Cash, central bank reserves and bank deposits are the most liquid forms of money, so they sit at the top end of the spectrum. Further down are things like gold, foreign currencies, cryptocurrencies and the shares of money market funds. In their quest to emphasize the state’s importance in the issuance of money, modern monetary theorists can often exaggerate its role.
It is doubtful that this will ever really apply to MMT, but some schools of thought that begin life in the heterodox realm are gradually absorbed by the mainstream. With Richard Thaler’s Nobel Prize, there’s no longer any doubt that behavioural economics is front-and-centre in the profession.

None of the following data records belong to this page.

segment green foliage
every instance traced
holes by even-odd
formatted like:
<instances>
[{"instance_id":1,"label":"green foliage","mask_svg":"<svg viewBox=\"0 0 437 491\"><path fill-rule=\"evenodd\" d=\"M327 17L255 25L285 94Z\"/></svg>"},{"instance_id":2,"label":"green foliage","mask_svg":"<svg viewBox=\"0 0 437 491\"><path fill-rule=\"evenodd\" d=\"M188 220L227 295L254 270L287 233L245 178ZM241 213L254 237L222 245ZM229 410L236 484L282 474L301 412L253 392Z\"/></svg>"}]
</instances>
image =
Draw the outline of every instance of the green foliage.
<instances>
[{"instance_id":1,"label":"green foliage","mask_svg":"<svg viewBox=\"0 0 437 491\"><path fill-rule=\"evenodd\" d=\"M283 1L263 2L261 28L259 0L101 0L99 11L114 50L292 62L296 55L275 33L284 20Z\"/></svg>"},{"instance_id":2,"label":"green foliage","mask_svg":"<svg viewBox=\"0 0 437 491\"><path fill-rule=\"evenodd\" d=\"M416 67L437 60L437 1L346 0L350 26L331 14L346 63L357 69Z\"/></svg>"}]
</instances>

Another branch might eventually follow suit: the attempts to apply complexity theory to economics, for example via the Institute for New Economic Thinking at Oxford University, and researchers at the Santa Fe Institute. In a similar vein, the field of agent-based computational economics employs dynamic models containing more realistic and heterogeneous agents.
Some observers expect these computer simulations to soon rival the DSGE models commonly used in macroeconomic analysis. But regardless of the changes that may await the profession in the coming years, right now there’s a lot of agreement on some important policy debates. Whether or not this eventually filters through to policy is another question entirely.